Steiner begins by describing the interplay of physical and metaphysical aspects of the human being, presenting a paradigm in which the four bodies--physical, etheric, astral, and "I"--interrelate in contrasting ways with the threefold human organism of head, thorax and metabolism and with our capacities for thinking, feeling, and volition. These challenging but enlightening concepts unlock a wonderful diagnostic tool for appraising and understanding patients. He considers the medicinal actions of various substances, including silica, phosphorus, sulfur, arsenic, antimony, and mercury.
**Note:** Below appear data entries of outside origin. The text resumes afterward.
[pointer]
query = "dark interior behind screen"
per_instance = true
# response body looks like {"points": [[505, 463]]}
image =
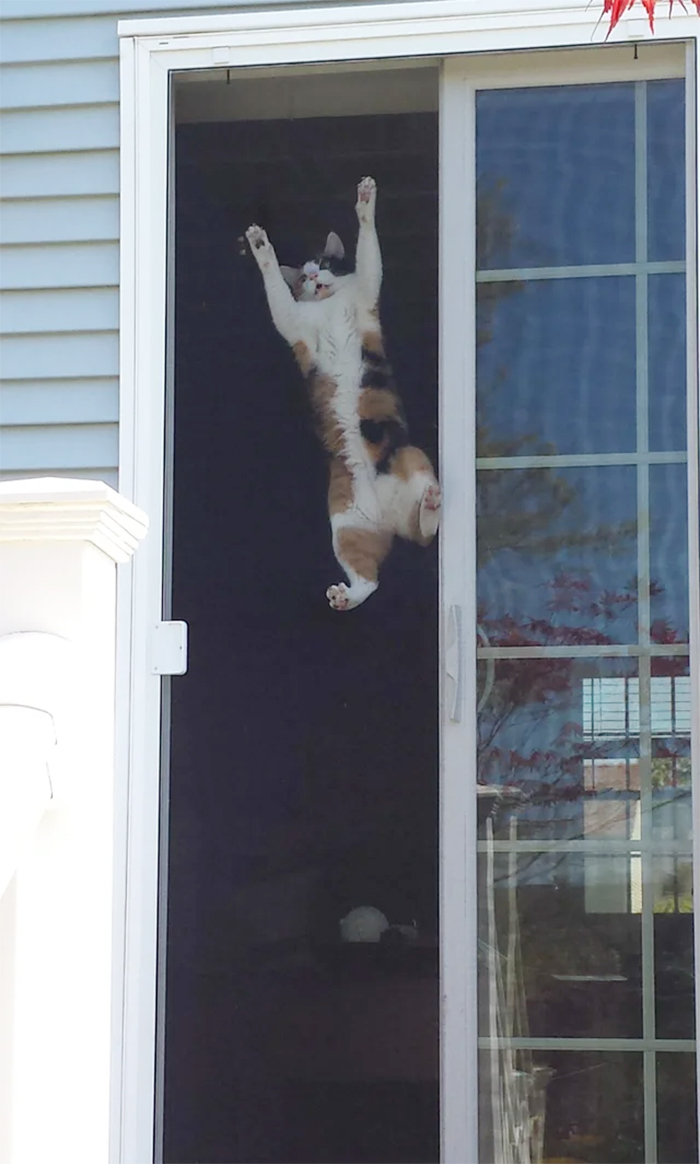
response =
{"points": [[304, 742]]}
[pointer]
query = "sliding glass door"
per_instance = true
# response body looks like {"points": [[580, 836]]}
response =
{"points": [[586, 982]]}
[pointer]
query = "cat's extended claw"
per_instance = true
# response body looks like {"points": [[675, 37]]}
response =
{"points": [[260, 245], [366, 198], [338, 596], [429, 516]]}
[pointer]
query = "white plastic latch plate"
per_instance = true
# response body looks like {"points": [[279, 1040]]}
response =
{"points": [[453, 664], [169, 648]]}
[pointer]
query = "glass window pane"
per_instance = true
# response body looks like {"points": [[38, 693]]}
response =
{"points": [[669, 553], [584, 1107], [667, 390], [556, 367], [665, 161], [568, 942], [556, 176], [677, 1108], [559, 738], [557, 554], [672, 887]]}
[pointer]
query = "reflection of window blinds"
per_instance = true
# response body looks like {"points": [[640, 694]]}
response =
{"points": [[612, 707]]}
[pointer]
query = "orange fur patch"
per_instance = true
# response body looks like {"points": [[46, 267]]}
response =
{"points": [[363, 551], [410, 460], [340, 487], [373, 342]]}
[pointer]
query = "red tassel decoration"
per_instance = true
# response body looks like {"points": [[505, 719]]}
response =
{"points": [[617, 8]]}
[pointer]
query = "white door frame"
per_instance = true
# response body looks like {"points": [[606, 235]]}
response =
{"points": [[150, 51]]}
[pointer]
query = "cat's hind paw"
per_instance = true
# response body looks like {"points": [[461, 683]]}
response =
{"points": [[366, 199], [338, 596], [429, 516]]}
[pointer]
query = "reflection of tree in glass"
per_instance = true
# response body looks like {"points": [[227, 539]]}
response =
{"points": [[517, 510]]}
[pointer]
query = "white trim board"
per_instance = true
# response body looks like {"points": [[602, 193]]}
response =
{"points": [[151, 51]]}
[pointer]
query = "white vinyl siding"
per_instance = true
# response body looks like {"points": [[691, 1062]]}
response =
{"points": [[59, 232]]}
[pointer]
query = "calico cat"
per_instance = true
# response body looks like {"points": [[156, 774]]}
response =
{"points": [[380, 484]]}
Also discussed are the methodology of medical examination; the treatment of developmental irregularities; the four types of ether; raw-food diets; the "I" and the assimilation of food; metal therapy and the actions of lead, magnesium, tin, iron, copper, gold, mercury and silver; the medicinal use of root and herbaceous parts and flowers; the rhythmic balancing process between the action of salutogenic and pathological forces; and death.
This volume also features Steiner's answers to questions, an introductory lecture to eurythmy therapy, a comprehensive introduction, notes and index, 9 color plates of Steiner's blackboard drawings, and facsimiles and translations of his notes for the lectures.
Rudolf Steiner (1861-1925), was born in the small village of Kraljevec, Austro-Hungarian Empire (now in Croatia), where he grew up. As a young man, he lived in Weimar and Berlin, where he became a well-published scientific, literary, and philosophical scholar, known especially for his work with Goethe's scientific writings.
At the beginning of the twentieth century, he began to develop his early philosophical principles into an approach to systematic research into psychological and spiritual phenomena. Formally beginning his spiritual teaching career under the auspices of the Theosophical Society, Steiner came to use the term Anthroposophy (and spiritual science) for his philosophy, spiritual research, and findings.
The influence of Steiner's multifaceted genius has led to innovative and holistic approaches in medicine, various therapies, philosophy, religious renewal, Waldorf education, education for special needs, threefold economics, biodynamic agriculture, Goethean science, architecture, and the arts of drama, speech, and eurythmy. In 1924, Rudolf Steiner founded the General Anthroposophical Society, which today has branches throughout the world. He died in Dornach, Switzerland.